On Wed, Apr 28, 2021 at 03:31:41PM +0200, Claudio Jeker wrote:
> On Wed, Apr 28, 2021 at 02:56:27PM +0200, Alexandr Nedvedicky wrote:
> > Hello,
> >
> > On Wed, Apr 28, 2021 at 02:25:26AM +0200, Alexander Bluhm wrote:
> > > On Wed, Apr 28, 2021 at 03:19:47AM +0300, Vitaliy Makkoveev wrote:
> > > > The code not only breaks loop but also cleans the queue. Should this be
> > > > kept?
> > >
> >
> > this is a good point
> >
> > > In IPv6 nd6_cache_lladdr() we have neither queue nor loop, just a
> > > single mbuf on hold. But we have that discard logic, too.
> > >
> > > if (ln->ln_hold) {
> > > struct mbuf *n = ln->ln_hold;
> > > ln->ln_hold = NULL;
> > > /*
> > > * we assume ifp is not a p2p here, so
> > > just
> > > * set the 2nd argument as the 1st one.
> > > */
> > > ifp->if_output(ifp, n, rt_key(rt), rt);
> > > if (ln->ln_hold == n) {
> > > /* n is back in ln_hold. Discard.
> > > */
> > > m_freem(ln->ln_hold);
> > > ln->ln_hold = NULL;
> > > }
> > > }
> > >
> > > So I guess there is a reason to clean up.
> > >
> >
> > I would say the la->la_mq queue should be empty once we dispatch all
> > packets to wire.
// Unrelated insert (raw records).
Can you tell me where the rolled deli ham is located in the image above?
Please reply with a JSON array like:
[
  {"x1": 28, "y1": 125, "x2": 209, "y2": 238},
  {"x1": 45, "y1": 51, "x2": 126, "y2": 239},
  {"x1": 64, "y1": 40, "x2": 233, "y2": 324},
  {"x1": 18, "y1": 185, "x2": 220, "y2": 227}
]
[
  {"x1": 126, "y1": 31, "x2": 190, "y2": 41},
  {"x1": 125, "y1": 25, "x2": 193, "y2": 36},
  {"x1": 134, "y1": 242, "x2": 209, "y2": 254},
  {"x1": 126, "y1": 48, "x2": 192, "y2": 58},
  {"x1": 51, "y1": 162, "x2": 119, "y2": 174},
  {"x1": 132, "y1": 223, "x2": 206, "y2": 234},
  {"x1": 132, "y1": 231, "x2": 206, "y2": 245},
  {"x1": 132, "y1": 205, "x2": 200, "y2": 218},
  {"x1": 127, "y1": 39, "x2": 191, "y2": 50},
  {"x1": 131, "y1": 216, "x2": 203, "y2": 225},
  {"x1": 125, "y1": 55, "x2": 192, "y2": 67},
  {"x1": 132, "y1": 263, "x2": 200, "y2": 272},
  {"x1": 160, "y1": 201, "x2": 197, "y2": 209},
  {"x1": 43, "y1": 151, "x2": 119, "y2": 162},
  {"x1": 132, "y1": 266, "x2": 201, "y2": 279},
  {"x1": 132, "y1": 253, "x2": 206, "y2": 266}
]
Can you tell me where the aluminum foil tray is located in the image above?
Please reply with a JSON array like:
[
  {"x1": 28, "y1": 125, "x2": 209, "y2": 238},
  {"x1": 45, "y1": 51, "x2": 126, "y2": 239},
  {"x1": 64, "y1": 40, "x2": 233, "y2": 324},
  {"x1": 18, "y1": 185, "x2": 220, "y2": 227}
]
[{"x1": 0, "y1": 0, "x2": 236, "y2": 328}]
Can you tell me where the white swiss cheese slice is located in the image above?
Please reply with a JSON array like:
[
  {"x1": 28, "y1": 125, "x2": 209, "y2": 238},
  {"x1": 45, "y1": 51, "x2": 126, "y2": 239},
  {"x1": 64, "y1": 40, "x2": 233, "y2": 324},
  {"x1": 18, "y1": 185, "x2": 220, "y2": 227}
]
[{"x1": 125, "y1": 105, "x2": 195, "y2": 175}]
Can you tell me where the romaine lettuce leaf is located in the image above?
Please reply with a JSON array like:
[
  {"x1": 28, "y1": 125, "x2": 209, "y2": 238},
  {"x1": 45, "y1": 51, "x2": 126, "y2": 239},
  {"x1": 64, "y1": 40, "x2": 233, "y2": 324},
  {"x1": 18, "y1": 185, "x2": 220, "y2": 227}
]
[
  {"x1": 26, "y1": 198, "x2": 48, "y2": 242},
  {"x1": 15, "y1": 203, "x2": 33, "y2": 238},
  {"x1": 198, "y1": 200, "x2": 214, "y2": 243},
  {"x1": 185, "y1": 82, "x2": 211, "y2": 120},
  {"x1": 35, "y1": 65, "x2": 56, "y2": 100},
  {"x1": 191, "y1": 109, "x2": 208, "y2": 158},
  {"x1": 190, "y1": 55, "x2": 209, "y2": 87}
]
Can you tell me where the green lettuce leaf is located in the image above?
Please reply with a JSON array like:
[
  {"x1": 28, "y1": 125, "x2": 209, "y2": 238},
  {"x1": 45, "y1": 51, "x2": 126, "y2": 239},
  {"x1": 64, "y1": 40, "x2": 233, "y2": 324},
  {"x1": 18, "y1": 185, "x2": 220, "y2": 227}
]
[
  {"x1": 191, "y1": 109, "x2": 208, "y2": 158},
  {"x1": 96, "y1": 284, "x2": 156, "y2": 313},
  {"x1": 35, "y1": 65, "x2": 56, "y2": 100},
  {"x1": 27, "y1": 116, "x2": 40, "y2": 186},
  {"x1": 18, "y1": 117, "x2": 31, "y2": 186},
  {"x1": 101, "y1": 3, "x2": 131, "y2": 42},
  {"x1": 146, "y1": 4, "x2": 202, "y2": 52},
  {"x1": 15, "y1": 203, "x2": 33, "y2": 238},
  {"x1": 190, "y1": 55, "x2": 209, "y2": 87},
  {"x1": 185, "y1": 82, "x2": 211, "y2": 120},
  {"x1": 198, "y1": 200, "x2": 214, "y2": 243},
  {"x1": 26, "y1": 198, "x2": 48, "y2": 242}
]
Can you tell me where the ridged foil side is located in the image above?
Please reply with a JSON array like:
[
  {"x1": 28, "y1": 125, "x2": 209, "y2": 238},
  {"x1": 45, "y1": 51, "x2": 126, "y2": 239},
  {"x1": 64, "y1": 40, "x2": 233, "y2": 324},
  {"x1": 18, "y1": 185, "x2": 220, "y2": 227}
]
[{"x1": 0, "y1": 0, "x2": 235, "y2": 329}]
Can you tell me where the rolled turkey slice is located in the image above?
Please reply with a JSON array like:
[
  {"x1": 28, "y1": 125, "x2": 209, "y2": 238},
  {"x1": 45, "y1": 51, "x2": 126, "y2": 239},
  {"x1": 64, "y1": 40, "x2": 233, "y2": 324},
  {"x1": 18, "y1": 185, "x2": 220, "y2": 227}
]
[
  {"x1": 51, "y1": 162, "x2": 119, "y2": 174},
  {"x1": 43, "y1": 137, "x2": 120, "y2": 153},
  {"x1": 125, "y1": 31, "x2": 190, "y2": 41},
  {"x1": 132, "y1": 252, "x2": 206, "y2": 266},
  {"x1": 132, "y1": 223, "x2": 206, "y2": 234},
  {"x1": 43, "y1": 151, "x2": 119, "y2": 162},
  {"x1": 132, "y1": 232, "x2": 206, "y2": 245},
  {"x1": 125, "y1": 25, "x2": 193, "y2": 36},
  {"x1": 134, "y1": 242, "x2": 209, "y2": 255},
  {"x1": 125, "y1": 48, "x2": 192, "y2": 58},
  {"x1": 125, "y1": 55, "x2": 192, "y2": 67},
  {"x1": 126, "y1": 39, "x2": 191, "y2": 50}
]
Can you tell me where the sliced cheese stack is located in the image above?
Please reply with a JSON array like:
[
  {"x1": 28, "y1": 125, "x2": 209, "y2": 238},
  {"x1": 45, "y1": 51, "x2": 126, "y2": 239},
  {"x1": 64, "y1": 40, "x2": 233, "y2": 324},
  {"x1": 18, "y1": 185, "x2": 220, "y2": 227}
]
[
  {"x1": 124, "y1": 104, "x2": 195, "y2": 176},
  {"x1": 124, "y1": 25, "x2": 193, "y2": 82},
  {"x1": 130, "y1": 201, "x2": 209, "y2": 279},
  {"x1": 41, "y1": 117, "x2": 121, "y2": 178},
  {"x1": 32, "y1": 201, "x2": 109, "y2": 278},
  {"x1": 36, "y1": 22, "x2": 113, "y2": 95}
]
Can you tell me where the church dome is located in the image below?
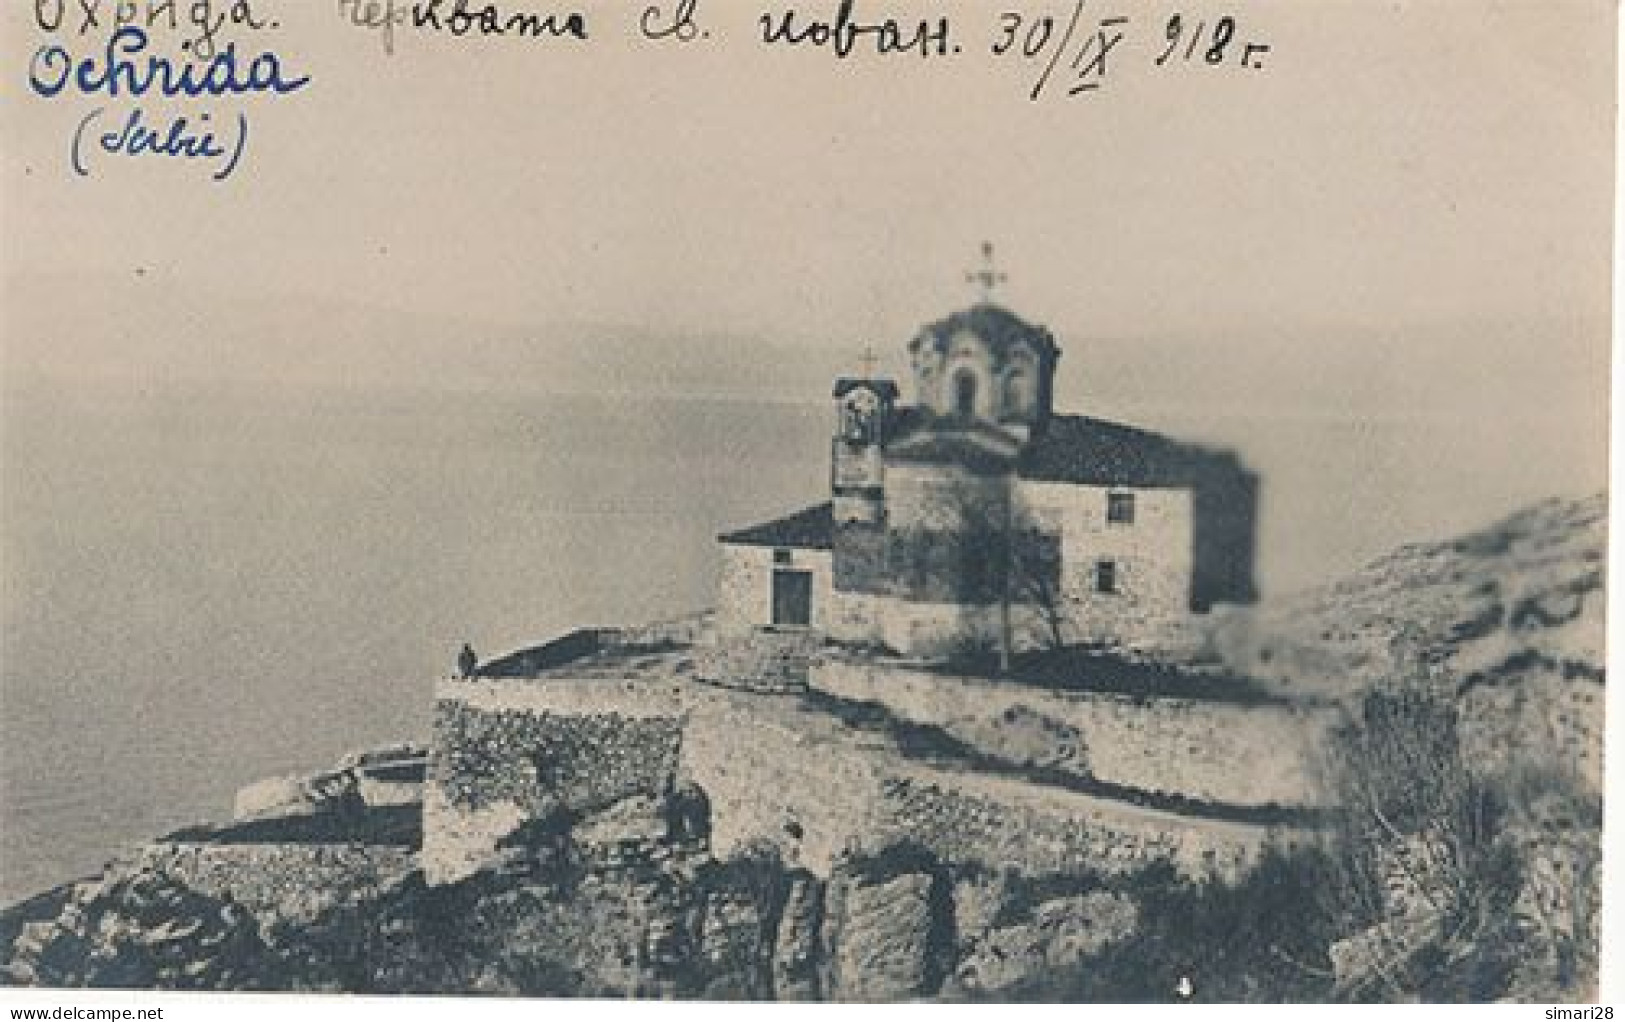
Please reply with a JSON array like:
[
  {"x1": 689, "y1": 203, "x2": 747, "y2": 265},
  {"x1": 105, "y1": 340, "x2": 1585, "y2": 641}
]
[
  {"x1": 906, "y1": 303, "x2": 1061, "y2": 427},
  {"x1": 908, "y1": 303, "x2": 1061, "y2": 363}
]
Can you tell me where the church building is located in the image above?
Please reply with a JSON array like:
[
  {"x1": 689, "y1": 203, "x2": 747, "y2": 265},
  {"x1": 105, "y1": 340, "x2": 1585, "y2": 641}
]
[{"x1": 716, "y1": 250, "x2": 1259, "y2": 658}]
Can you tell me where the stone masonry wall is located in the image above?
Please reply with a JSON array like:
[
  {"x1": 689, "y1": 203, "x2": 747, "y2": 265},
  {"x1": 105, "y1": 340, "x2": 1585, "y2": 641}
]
[
  {"x1": 679, "y1": 696, "x2": 888, "y2": 875},
  {"x1": 871, "y1": 772, "x2": 1305, "y2": 883},
  {"x1": 423, "y1": 680, "x2": 687, "y2": 883},
  {"x1": 426, "y1": 672, "x2": 1311, "y2": 888},
  {"x1": 694, "y1": 630, "x2": 824, "y2": 692},
  {"x1": 717, "y1": 544, "x2": 833, "y2": 636},
  {"x1": 1019, "y1": 480, "x2": 1194, "y2": 646},
  {"x1": 810, "y1": 659, "x2": 1333, "y2": 807}
]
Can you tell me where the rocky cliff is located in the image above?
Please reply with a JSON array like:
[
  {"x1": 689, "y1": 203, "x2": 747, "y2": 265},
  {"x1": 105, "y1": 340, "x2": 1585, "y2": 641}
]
[
  {"x1": 1229, "y1": 492, "x2": 1605, "y2": 794},
  {"x1": 0, "y1": 778, "x2": 1329, "y2": 1000},
  {"x1": 1235, "y1": 493, "x2": 1606, "y2": 1000}
]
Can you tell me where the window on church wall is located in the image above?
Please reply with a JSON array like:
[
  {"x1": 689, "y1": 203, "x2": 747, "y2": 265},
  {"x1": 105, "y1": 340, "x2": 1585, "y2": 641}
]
[
  {"x1": 1095, "y1": 559, "x2": 1119, "y2": 594},
  {"x1": 953, "y1": 370, "x2": 977, "y2": 418},
  {"x1": 1003, "y1": 370, "x2": 1032, "y2": 418},
  {"x1": 1107, "y1": 492, "x2": 1136, "y2": 525}
]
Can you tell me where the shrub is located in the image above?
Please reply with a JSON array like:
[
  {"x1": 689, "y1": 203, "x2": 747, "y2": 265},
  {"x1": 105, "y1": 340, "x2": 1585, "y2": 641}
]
[
  {"x1": 995, "y1": 847, "x2": 1338, "y2": 1002},
  {"x1": 1315, "y1": 686, "x2": 1529, "y2": 1001}
]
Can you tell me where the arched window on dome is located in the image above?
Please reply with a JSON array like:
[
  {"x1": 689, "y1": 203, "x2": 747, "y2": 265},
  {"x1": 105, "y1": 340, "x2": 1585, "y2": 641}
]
[
  {"x1": 1003, "y1": 369, "x2": 1033, "y2": 419},
  {"x1": 952, "y1": 370, "x2": 977, "y2": 419}
]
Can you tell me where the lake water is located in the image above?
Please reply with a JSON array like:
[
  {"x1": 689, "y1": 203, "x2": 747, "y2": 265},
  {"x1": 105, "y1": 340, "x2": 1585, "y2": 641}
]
[
  {"x1": 0, "y1": 375, "x2": 1601, "y2": 904},
  {"x1": 0, "y1": 380, "x2": 832, "y2": 903}
]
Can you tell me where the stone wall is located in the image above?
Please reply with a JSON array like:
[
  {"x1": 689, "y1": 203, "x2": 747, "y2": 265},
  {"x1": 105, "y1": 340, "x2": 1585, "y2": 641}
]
[
  {"x1": 435, "y1": 701, "x2": 682, "y2": 815},
  {"x1": 426, "y1": 678, "x2": 889, "y2": 880},
  {"x1": 679, "y1": 696, "x2": 889, "y2": 875},
  {"x1": 612, "y1": 612, "x2": 715, "y2": 648},
  {"x1": 870, "y1": 773, "x2": 1303, "y2": 883},
  {"x1": 826, "y1": 590, "x2": 885, "y2": 645},
  {"x1": 426, "y1": 671, "x2": 1314, "y2": 889},
  {"x1": 1019, "y1": 480, "x2": 1194, "y2": 645},
  {"x1": 423, "y1": 682, "x2": 687, "y2": 883},
  {"x1": 809, "y1": 659, "x2": 1333, "y2": 807},
  {"x1": 717, "y1": 544, "x2": 833, "y2": 636},
  {"x1": 694, "y1": 630, "x2": 823, "y2": 692},
  {"x1": 121, "y1": 842, "x2": 416, "y2": 929},
  {"x1": 831, "y1": 520, "x2": 888, "y2": 597}
]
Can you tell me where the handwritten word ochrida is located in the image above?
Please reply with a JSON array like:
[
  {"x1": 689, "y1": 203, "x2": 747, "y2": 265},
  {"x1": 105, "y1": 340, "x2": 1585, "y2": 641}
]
[{"x1": 29, "y1": 25, "x2": 309, "y2": 98}]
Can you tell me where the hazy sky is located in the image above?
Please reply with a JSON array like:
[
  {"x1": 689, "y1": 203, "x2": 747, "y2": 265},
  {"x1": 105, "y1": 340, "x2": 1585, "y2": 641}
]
[{"x1": 2, "y1": 0, "x2": 1614, "y2": 562}]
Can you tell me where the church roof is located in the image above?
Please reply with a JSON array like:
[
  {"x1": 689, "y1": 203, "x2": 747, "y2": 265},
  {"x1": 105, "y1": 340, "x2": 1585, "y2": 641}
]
[
  {"x1": 833, "y1": 378, "x2": 900, "y2": 401},
  {"x1": 909, "y1": 302, "x2": 1061, "y2": 360},
  {"x1": 1018, "y1": 414, "x2": 1247, "y2": 488},
  {"x1": 718, "y1": 502, "x2": 833, "y2": 550}
]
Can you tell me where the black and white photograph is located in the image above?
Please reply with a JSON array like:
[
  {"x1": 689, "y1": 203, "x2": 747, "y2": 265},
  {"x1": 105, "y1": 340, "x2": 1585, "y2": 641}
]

If it is not empty, then something went wrong and
> > packets
> > got recirculated back to la->la_mq. I think dropping them is better
> > plan than keeping them in queue. There is not much we can do in this
> > case than to drop them.
>
> Another option is to assert on the condition. It is an error case
> that should not exist.
>
I think assert won't hurt here as it will enable us to learn something.
I suspect we can increase a chance to trigger error condition
by doing 'arp -a -d'.
> There are a few more issues in the arp code once the concurrency goes up.
> The way the link-local address is updated looks not save to me.
> At least arpresolve() and arpcache() need to make sure that access to
> rt_gateway is either serialized or the updates happen so that the result
> is always correct. At the moment this is not the case.
>
> I assume that arp_rtrequest() is accessed with an exclusive NET_LOCK if
> not then there is more trouble waiting (setting rt_llinfo early is one
> of them).
>
this is the case currently as far as I can tell.
regards
sashan